Bar graphs are useful for displaying relationships between categorical data and at least one numerical variable. seaborn.countplot is a barplot where the dependent variable is the number of instances of each instance of the independent variable.

dataset: IMDB 5000 Movie Dataset

%matplotlib inline
import pandas as pd
import matplotlib.pyplot as plt
import seaborn as sns
plt.rcParams['figure.figsize'] = (20.0, 10.0)
df = pd.read_csv('../../../datasets/movie_metadata.csv')
For the bar plot, let’s look at the number of movies in each category, allowing each movie to be counted more than once.

# split each movie's genre list, then form a set from the unwrapped list of all genres
categories = set([s for genre_list in df.genres.unique() for s in genre_list.split("|")])

# one-hot encode each movie's classification
for cat in categories:
    df[cat] = df.genres.transform(lambda s: int(cat in s))
# drop other columns
df = df[['director_name','genres','duration'] + list(categories)]

# convert from wide to long format and remove null classificaitons
df = pd.melt(df,
             value_vars = list(categories),
             var_name = 'Category',
             value_name = 'Count')
df = df.loc[df.Count>0]

# add an indicator whether a movie is short or long, split at 100 minutes runtime
df['islong'] = df.duration.transform(lambda x: int(x > 100))

# sort in descending order
#df = df.loc[df.groupby('Category').transform(sum).sort_values('Count', ascending=False).index]
Basic plot

p = sns.countplot(data=df, x = 'Category')


color by a category

p = sns.countplot(data=df,
                  x = 'Category',
                  hue = 'islong')


make plot horizontal

p = sns.countplot(data=df,
                  y = 'Category',
                  hue = 'islong')



p = sns.countplot(data=df,
                  y = 'Category',
                  hue = 'islong',


Various palettes

p = sns.countplot(data=df,
                  y = 'Category',
                  hue = 'islong',
                  palette = 'deep')


p = sns.countplot(data=df,
                  y = 'Category',
                  hue = 'islong',
                  palette = 'muted')


p = sns.countplot(data=df,
                  y = 'Category',
                  hue = 'islong',
                  palette = 'pastel')


p = sns.countplot(data=df,
                  y = 'Category',
                  hue = 'islong',
                  palette = 'bright')


p = sns.countplot(data=df,
                  y = 'Category',
                  hue = 'islong',
                  palette = 'dark')


p = sns.countplot(data=df,
                  y = 'Category',
                  hue = 'islong',
                  palette = 'colorblind')
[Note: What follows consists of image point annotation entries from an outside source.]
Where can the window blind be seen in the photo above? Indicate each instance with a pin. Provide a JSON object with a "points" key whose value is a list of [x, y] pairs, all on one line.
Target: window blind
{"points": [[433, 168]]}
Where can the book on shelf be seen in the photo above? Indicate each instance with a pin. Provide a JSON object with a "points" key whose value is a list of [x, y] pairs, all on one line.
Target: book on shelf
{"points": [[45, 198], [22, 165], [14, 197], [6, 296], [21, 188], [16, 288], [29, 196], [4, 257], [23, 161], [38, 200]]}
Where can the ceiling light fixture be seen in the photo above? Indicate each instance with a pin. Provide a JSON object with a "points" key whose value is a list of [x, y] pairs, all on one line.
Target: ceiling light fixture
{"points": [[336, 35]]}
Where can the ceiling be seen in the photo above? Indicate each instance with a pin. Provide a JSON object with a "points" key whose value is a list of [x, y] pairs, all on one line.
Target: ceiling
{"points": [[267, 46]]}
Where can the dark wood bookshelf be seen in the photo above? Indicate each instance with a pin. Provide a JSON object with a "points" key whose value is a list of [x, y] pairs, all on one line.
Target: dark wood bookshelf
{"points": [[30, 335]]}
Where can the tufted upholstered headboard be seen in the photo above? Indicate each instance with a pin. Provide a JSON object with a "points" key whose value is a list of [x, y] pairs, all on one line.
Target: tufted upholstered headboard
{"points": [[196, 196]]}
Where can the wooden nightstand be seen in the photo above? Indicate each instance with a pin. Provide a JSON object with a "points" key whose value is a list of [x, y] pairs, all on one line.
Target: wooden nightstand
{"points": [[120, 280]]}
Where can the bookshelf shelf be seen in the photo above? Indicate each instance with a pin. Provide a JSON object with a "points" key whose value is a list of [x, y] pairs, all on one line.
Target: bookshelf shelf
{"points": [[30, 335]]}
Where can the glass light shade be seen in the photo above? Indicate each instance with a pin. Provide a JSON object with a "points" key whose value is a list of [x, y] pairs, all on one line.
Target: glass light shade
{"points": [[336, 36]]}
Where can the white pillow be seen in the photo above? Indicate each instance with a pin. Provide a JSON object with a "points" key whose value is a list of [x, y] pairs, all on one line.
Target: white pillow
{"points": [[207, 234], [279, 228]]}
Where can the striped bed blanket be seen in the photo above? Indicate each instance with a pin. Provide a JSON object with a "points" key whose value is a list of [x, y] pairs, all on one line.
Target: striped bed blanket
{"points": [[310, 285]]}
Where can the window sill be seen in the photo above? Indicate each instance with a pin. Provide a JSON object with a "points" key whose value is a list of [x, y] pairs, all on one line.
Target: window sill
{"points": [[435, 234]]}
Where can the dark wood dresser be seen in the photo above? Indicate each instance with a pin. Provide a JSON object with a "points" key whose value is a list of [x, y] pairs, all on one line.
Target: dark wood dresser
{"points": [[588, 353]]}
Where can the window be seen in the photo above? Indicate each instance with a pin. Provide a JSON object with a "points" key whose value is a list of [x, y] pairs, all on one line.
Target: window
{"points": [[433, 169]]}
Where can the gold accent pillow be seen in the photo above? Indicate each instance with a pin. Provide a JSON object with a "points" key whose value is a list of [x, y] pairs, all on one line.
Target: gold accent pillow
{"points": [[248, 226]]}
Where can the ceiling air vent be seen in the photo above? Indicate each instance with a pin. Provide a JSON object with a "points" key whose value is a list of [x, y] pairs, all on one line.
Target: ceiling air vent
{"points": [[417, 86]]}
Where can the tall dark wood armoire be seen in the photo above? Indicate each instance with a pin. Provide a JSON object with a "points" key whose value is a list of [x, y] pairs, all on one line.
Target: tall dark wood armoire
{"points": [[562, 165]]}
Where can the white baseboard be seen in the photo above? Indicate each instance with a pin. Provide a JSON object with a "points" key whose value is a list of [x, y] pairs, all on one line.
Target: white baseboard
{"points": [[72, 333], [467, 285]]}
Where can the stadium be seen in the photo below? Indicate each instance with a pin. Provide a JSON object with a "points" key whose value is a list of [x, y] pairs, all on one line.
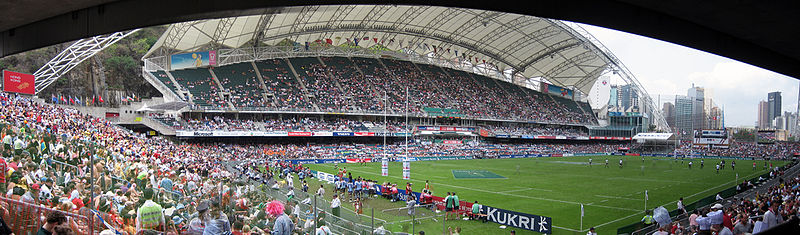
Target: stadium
{"points": [[370, 119]]}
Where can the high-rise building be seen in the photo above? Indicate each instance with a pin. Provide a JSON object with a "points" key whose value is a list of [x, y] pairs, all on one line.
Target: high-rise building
{"points": [[774, 100], [683, 116], [714, 118], [613, 99], [669, 113], [697, 94], [763, 115]]}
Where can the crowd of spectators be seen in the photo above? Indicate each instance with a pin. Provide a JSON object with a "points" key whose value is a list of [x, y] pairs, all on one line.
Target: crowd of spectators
{"points": [[52, 153], [365, 84], [538, 130], [342, 124], [748, 215]]}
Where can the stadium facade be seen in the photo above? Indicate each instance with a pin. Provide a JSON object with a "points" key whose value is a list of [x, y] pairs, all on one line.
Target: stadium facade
{"points": [[526, 58]]}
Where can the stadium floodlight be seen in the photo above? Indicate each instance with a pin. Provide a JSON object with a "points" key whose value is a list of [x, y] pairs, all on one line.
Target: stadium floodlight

p = sns.countplot(data=df,
                  y = 'Category',
                  hue = 'islong',
                  palette = ((50/255, 132/255.0, 191/255.0), (255/255.0, 232/255.0, 0/255.0)))


p = sns.countplot(data=df,
                  y = 'Category',
                  hue = 'islong',
                  palette = 'Dark2')


p = sns.countplot(data=df, x = 'Category')
plt.text(9,2000, "Color Palettes", fontsize = 95, color='black', fontstyle='italic')